La valo de Shazam (et d'autres) pose question

A l’instar d’autres licornes, la valorisation de Shazam supérieure à 1 milliard de dollars commence à interpeller certains analystes vu la faiblesse de son chiffre d’affaires et le peu de perspectives quant à sa profitabilité.

Pour l’année 2016, Shazam a réalisé un chiffre d’affaires de 40 millions de livres sterling, soit environ 45 millions d’euros, en progression de 14% par rapport à l’année précédente. Les pertes nettes se sont élevées à 4 millions de livres contre 16,6 en 2015. La situation va donc en s’améliorant mais ces faibles chiffres posent la question de la valorisation de l’entreprise.

En effet, l’application de reconnaissance musicale existe depuis 1999 mais c'est en 2008 qu’elle a véritablement pris son essor grâce à la version pour smartphone, d’abord Apple puis Android. Très intégré à iTunes, Shazam tire une partie de ses revenus de ce couplage puisque lorsque un morceau identifié par ses soins et acheté par l’utilisateur sur iTunes, Shazam perçoit une commission.

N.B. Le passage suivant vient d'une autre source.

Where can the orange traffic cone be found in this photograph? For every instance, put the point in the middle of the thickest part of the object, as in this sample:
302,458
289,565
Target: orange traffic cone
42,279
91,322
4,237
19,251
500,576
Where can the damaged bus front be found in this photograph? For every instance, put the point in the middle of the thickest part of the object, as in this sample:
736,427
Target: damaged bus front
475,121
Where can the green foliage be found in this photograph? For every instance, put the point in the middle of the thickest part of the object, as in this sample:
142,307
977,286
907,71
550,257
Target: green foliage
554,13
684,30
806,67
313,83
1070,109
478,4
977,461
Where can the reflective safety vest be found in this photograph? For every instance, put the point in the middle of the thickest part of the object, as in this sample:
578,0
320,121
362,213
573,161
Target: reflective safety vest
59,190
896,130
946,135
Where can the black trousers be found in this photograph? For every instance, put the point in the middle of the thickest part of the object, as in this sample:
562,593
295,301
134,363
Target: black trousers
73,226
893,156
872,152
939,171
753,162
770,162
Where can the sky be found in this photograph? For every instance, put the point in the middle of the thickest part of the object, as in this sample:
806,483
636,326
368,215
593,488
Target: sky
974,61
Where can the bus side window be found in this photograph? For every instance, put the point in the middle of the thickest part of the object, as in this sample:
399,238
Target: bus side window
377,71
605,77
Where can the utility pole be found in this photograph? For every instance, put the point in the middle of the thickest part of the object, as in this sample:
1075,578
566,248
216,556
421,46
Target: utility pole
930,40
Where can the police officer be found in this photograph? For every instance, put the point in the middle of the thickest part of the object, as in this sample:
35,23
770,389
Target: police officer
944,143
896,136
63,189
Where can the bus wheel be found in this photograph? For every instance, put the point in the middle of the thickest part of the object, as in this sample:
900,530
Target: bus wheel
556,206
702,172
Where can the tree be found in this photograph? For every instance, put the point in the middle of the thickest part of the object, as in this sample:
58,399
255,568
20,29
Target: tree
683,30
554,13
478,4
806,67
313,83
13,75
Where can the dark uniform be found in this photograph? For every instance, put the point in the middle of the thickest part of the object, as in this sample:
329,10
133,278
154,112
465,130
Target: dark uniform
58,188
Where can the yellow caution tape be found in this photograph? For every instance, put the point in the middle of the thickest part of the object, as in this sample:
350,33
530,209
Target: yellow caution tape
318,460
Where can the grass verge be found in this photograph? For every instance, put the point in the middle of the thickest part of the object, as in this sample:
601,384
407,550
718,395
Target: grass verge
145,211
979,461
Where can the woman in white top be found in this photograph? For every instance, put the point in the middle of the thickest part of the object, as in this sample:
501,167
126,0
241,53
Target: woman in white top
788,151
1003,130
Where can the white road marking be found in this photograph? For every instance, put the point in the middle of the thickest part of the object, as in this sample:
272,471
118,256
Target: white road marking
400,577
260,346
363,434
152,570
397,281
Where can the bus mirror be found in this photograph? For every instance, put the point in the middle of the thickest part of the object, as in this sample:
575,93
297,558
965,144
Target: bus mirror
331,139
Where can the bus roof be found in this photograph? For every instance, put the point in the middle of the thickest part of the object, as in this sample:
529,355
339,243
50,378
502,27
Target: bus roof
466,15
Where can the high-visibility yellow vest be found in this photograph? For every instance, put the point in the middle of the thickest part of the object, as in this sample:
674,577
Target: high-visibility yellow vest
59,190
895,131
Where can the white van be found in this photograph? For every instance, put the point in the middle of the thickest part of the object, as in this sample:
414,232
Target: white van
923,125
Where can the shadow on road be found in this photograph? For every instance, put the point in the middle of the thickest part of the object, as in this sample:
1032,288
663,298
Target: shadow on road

Le reste de ses revenus est composé de publicités et de quelques versions payantes sans pub.

30 millions investis en 2015

Mais là où cela commence à questionner voire à inquiéter un bon nombre d’analystes, c’est que Shazam ne semble pas bénéficier du formidable développement de la musique en ligne et tout particulièrement le développement d’Apple Music en lieu et place du téléchargement de naguère.

En 2015, les fonds Kleiner Perkins Caufield & Byers et Institutional Venture Partners ont investi 22 millions de livres sur la base d’une valorisation d’1milliard de dollars, faisant ainsi rentrer la société britannique dans le cercle prestigieux des licornes. Cette même année, Shazam réalisait 35 millions de livres de CA et 16,6 millions de pertes comme nous l’avons mentionné plus haut.

Certes, les pertes ont baissé en 2016 mais la croissance du chiffre n’est pas au rendez-vous. Dans ces conditions valoriser l’entreprise 25 fois son chiffre d’affaires et 250 fois ses pertes commence à inquiéter le petit monde du capital-risque. Le patron Andrew Fisher se montre confiant et satisfait de la performance de 2016. Il déclare que la rentabilité n’est pas le point-clé aujourd’hui mais que l’entreprise préfère se concentrer sur l’innovation produit, la R&D et le capital humain. Fort bien, mais il va nécessairement arriver un moment où les investisseurs vont demander des comptes.

Shazam n'est pas seul concerné

Ajoutons que la situation de Shazam n’est pas isolée. Nous nous sommes fait l’écho au printemps dernier de Juicero, cette start-up qui vendait des machines à jus de fruit et des poches de jus, dans un modèle « à la Nespresso ». Plus de 100 millions de dollars ont été injectés dans cette aventure qui s’apparente à une véritable fumisterie. D’autres licornes vont sûrement être scrutés bien plus attentivement dans les mois à venir, tout particulièrement la première d’entre elles, Uber, dont la valorisation à 70 milliards de dollars commence à donner des sueurs froides. Et que dire de Spotify, qui explose son chiffre d’affaires (près de 3 milliards d’euros en 2016) mais explose tout autant ses pertes (540 millions) en partie à cause d’une dette convertible dont les conditions sont très défavorables. Les exemples de ce type sont légion. Tant que l’argent coule à flot et que les taux d’intérêts sont faibles, tout va continuer ainsi mais que se passera-t-il lors de la remontée des taux qui ne manquera pas d’arriver ou encore si l’une de ces grosses licornes venait à mettre la clé sous la porte. On n’ose imaginer l’effet domino.